Si l’objectif est d’obtenir la capitulation des peuples ou leur révolte contre des dirigeants incapables de les protéger, c’est-à-dire la même stratégie que les organisations terroristes, c’est aussi inhumain qu’insensé. Si les peuples entiers peuvent craquer et obliger leurs dirigeants à demander grâce, le phénomène est assez rare et semble même se limiter aux exemples russes et allemands de la fin de la Première Guerre mondiale après des années de privations, souffrances et surtout du spectacle de désastres sur le front. On notera que dans ces deux cas, ce n’est pas certainement pas parce que les civils allemands et russes ont reçu des projectiles venus du ciel — rares à l’époque — qu’ils se sont révoltés, mais bien parce que les sacrifices consentis ne s’accompagnaient plus d’un espoir que cela serve à quoi que ce soit. Les peuples ne se rebellent éventuellement contre leur gouvernement que lorsqu’il n’y a plus d’espoir de victoire militaire.

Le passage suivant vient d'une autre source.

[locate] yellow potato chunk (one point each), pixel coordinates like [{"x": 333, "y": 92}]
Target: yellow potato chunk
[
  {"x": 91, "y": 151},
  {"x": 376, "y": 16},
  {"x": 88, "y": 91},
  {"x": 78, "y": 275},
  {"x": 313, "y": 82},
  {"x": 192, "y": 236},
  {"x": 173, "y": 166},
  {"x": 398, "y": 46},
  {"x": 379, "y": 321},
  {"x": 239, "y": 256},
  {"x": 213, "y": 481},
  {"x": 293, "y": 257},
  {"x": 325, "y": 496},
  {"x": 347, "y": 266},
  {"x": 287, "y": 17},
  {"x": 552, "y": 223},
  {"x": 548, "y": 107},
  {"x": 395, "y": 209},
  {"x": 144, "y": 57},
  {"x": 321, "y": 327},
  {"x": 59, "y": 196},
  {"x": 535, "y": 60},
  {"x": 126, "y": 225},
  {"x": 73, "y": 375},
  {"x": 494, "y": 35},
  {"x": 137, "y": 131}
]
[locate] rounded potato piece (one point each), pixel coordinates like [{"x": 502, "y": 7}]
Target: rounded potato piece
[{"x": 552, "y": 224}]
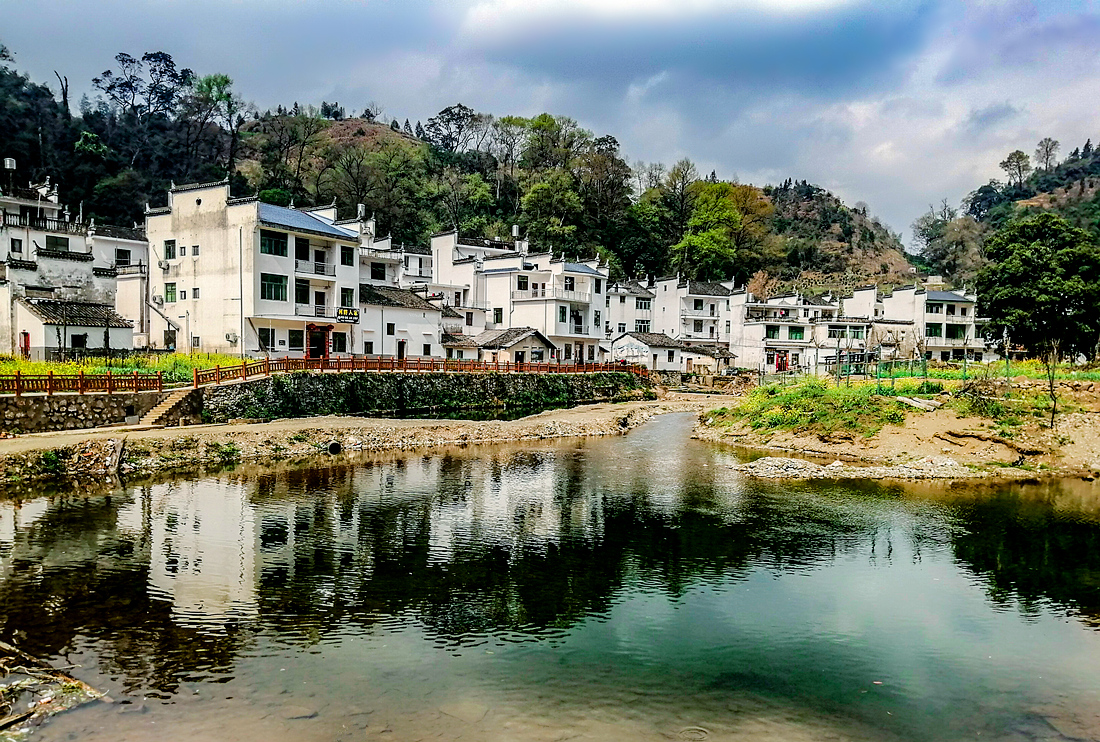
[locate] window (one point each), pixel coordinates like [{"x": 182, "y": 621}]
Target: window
[
  {"x": 274, "y": 243},
  {"x": 59, "y": 244},
  {"x": 272, "y": 287}
]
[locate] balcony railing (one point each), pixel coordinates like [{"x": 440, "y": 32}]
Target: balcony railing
[
  {"x": 316, "y": 310},
  {"x": 45, "y": 224},
  {"x": 315, "y": 268},
  {"x": 552, "y": 292}
]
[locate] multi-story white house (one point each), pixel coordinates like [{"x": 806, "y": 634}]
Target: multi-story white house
[
  {"x": 629, "y": 308},
  {"x": 55, "y": 296},
  {"x": 692, "y": 311},
  {"x": 515, "y": 288},
  {"x": 238, "y": 276}
]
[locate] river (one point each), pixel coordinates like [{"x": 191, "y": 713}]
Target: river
[{"x": 620, "y": 588}]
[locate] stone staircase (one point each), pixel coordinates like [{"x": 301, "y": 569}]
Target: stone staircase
[{"x": 155, "y": 416}]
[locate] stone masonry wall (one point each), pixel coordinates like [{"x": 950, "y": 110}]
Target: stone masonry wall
[
  {"x": 36, "y": 413},
  {"x": 311, "y": 394}
]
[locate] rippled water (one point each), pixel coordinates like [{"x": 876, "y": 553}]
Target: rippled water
[{"x": 630, "y": 588}]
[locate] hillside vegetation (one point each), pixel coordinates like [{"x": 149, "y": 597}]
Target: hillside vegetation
[{"x": 153, "y": 122}]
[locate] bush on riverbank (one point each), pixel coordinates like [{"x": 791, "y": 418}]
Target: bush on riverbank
[{"x": 816, "y": 407}]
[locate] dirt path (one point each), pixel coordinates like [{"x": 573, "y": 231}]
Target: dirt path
[{"x": 94, "y": 455}]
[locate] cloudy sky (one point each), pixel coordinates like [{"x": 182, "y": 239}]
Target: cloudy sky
[{"x": 893, "y": 102}]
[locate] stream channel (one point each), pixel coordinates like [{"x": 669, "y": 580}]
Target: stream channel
[{"x": 620, "y": 588}]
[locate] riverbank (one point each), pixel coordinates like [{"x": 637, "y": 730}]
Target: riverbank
[{"x": 90, "y": 456}]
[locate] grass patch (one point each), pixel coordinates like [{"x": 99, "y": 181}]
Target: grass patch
[{"x": 815, "y": 407}]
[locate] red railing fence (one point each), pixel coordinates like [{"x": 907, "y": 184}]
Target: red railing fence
[{"x": 83, "y": 383}]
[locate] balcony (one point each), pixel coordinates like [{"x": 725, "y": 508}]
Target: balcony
[
  {"x": 44, "y": 224},
  {"x": 315, "y": 268},
  {"x": 552, "y": 292},
  {"x": 316, "y": 310}
]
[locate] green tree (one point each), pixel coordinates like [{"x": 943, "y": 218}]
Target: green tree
[{"x": 1043, "y": 287}]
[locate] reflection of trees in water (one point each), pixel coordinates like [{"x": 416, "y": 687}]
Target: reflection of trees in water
[
  {"x": 74, "y": 574},
  {"x": 1030, "y": 551}
]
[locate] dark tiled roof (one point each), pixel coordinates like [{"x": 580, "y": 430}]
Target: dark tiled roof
[
  {"x": 388, "y": 296},
  {"x": 138, "y": 234},
  {"x": 707, "y": 288},
  {"x": 78, "y": 313},
  {"x": 300, "y": 221},
  {"x": 653, "y": 339},
  {"x": 947, "y": 296},
  {"x": 509, "y": 338},
  {"x": 459, "y": 341},
  {"x": 633, "y": 288},
  {"x": 580, "y": 267}
]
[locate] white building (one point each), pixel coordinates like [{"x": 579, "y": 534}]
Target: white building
[
  {"x": 629, "y": 308},
  {"x": 242, "y": 277},
  {"x": 692, "y": 311},
  {"x": 652, "y": 350},
  {"x": 55, "y": 297},
  {"x": 514, "y": 288}
]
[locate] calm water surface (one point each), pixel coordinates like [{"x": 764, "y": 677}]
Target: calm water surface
[{"x": 630, "y": 588}]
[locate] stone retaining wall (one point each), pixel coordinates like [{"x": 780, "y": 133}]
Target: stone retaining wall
[
  {"x": 37, "y": 413},
  {"x": 308, "y": 394}
]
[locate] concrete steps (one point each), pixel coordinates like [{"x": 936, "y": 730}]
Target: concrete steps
[{"x": 157, "y": 413}]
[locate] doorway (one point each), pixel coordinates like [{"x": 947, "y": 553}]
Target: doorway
[{"x": 318, "y": 345}]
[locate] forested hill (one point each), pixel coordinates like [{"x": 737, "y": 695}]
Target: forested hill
[
  {"x": 152, "y": 123},
  {"x": 952, "y": 240}
]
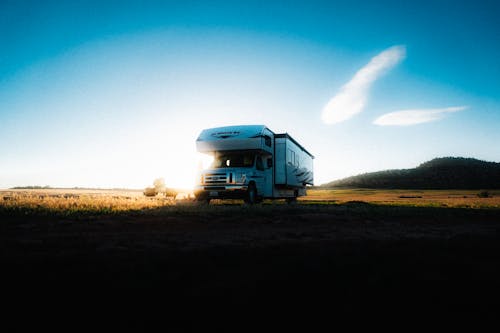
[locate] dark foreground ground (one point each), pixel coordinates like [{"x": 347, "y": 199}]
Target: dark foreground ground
[{"x": 350, "y": 256}]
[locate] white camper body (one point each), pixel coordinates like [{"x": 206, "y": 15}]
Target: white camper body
[{"x": 253, "y": 163}]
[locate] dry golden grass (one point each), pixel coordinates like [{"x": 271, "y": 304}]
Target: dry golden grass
[
  {"x": 421, "y": 198},
  {"x": 78, "y": 201},
  {"x": 92, "y": 200}
]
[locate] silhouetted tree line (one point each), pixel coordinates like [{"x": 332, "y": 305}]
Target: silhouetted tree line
[{"x": 439, "y": 173}]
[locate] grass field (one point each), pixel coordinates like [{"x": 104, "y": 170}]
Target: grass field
[
  {"x": 72, "y": 202},
  {"x": 437, "y": 250}
]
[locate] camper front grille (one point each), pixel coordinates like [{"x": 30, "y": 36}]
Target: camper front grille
[{"x": 216, "y": 178}]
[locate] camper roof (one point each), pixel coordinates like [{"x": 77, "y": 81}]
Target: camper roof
[
  {"x": 240, "y": 132},
  {"x": 241, "y": 137}
]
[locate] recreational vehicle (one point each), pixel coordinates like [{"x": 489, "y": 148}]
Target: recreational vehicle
[{"x": 251, "y": 162}]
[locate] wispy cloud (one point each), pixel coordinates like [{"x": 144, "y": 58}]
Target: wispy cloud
[
  {"x": 352, "y": 97},
  {"x": 414, "y": 117}
]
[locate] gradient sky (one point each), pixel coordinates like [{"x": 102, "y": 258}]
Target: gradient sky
[{"x": 114, "y": 93}]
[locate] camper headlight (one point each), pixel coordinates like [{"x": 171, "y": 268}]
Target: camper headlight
[{"x": 241, "y": 178}]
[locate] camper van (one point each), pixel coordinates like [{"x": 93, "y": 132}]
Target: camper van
[{"x": 251, "y": 162}]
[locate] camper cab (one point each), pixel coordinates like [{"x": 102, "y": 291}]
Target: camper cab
[{"x": 251, "y": 162}]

On en est loin des deux côtés dans la guerre actuelle en Ukraine et quand on espère encore la victoire, c’est surtout aux agresseurs du ciel que l’on en veut — un contexte propice à l’escalade. Il n’y a aucune raison que ceux que l’on frappe en représailles réagissent différemment que soi mais on le fait quand même. Les Ukrainiens frappent aussi les villes tenues par les Russes et même à Belgorod, en Russie. C’est pour l’instant très ponctuel, cela pourrait devenir aussi une campagne systématique satisfaisant ainsi un désir de vengeance. Ce serait une grande erreur au profit du gouvernement russe qui cherche désespérément à mobiliser psychologiquement sa population avant de le faire réellement.
Les campagnes aériennes sur les infrastructures peuvent avoir plus d’intérêt en entravant la production de guerre, surtout en frappant sur certains secteurs clés. Cela a été le cas sur l’Allemagne, pendant la Seconde Guerre mondiale. Encore faut-il qu’il y ait quelque chose d’important à détruire. Quand on ravage des pays aussi peu industrialisés que la Corée du Nord ou le Nord-Vietnam, alors que leurs approvisionnements militaires viennent d’un étranger intouchable, cela ne sert pas à grand-chose sinon à ralentir un peu la manœuvre ennemie. Encore faut-il aussi déployer beaucoup de moyens. Les missiles russes font effectivement beaucoup de dégâts, mais ils sont peu nombreux à chaque fois et leur stock n’est pas illimité. Au moins 2 000 d’entre eux ont déjà été utilisés, soit une valeur totale de l’ordre de dix milliards d’euros, et ils en produisent très peu. Le fait que les Russes en soient réduits à utiliser d’aussi vieux missiles anti-navires ou des missiles anti-aériens dans ce rôle témoigne déjà d’une crainte de dilapidation de cette précieuse force de frappe.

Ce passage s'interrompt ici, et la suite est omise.